Consider using Hadoop and MapReduce technology

If you are dealing with petabyte of information, using a relational database is an insane idea, try to step up your game by following the Big Data paradigm. This might require a sudden shift on tools and programming languages that you need to learn and use, but its really worth it. Google were indeed the  primary user of this technology. Hadoop though is something very hard to setup of your own, so the most feasible way to do this is via cloud-based solution, like HDInsight  of Microsoft or Amazon's Elastic MapReduce. Cloud -based Hadoops enables you to use state-of-the art technology while minimizing the IT cost.

Utilize Data Integration Services

Are your data is coming from various kind of sources? like different database types, CSV, RSS feed, SOAP and etc. Putting together those data then processing it, is a very tedious and hard task. Integration Services is a software that solves this problem to you, Kettle and Java EE Connector Architecture (JCA) are the open-source options for this, but if you got money, then you can go for Microsoft's BizTalk . Utilizing these soft wares saves you lot of headaches of cleansing, validating and analyzing your data as it grows.

Have a Reporting Services in your IT infrastructure

No, this is not your ordinary PHP scripts that fetch records in the SQL database then outputs it as CSV, Reporting Services is of much bigger scale that it is a dedicated software, tools and skillset (even own server) for reporting alone. SQL Server Reporting Services (paid ) and Pentaho Reporting (free) were the best software for this purpose.

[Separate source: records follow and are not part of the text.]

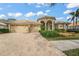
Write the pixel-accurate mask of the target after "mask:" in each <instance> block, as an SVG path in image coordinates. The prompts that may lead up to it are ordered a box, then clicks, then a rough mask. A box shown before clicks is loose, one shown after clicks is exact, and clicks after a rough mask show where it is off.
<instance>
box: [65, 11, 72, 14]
mask: <svg viewBox="0 0 79 59" xmlns="http://www.w3.org/2000/svg"><path fill="white" fill-rule="evenodd" d="M71 12H72V10H66V11H64V14H69V13H71Z"/></svg>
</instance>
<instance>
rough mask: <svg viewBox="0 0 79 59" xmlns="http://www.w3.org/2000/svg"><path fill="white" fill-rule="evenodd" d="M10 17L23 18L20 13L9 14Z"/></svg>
mask: <svg viewBox="0 0 79 59" xmlns="http://www.w3.org/2000/svg"><path fill="white" fill-rule="evenodd" d="M8 16H13V17H19V16H22V13H20V12H17V13H8Z"/></svg>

Use Data Caching intensively

Though having many MySQL slave database can increase your throughput and response time, high volume read operations is best done by cache. Cache prevents resource-intensive retrieval and creation of data and network traffic thus increasing the overall health of your application. Memcached and Redis were the best tools for this area.

Use Content Delivery Network

CDN or Content Delivery Network is usually employed when you need to serve your contents in enormously huge amount of users. The content is strategically placed in multiple servers worldwide, so that contents are delivered instantaneously depending on the user's location. Cloud computing provider like Azure and AWS has packaged CDN as well that integrates seamlessly to your application, so I recommend using those.

Use Directory Services

If you own multiple sites, with its own set of users, it is recommended that you use Directory Services. This software allows you to have a single place to put the "things" on your organization and have a tight control over security and authentication instead of being scattered across all your individual applications. This topic is very complex of its own, but if your organization have more than 100 users, consider having Directory Services. Personally, I think  Microsoft's Active Directory and Domain Services is the best out there at the moment for this kind of service.

 

So far, that is what I have to say right now, I might add more as time goes by. Feel free to suggest your own thoughts about this and share it to us!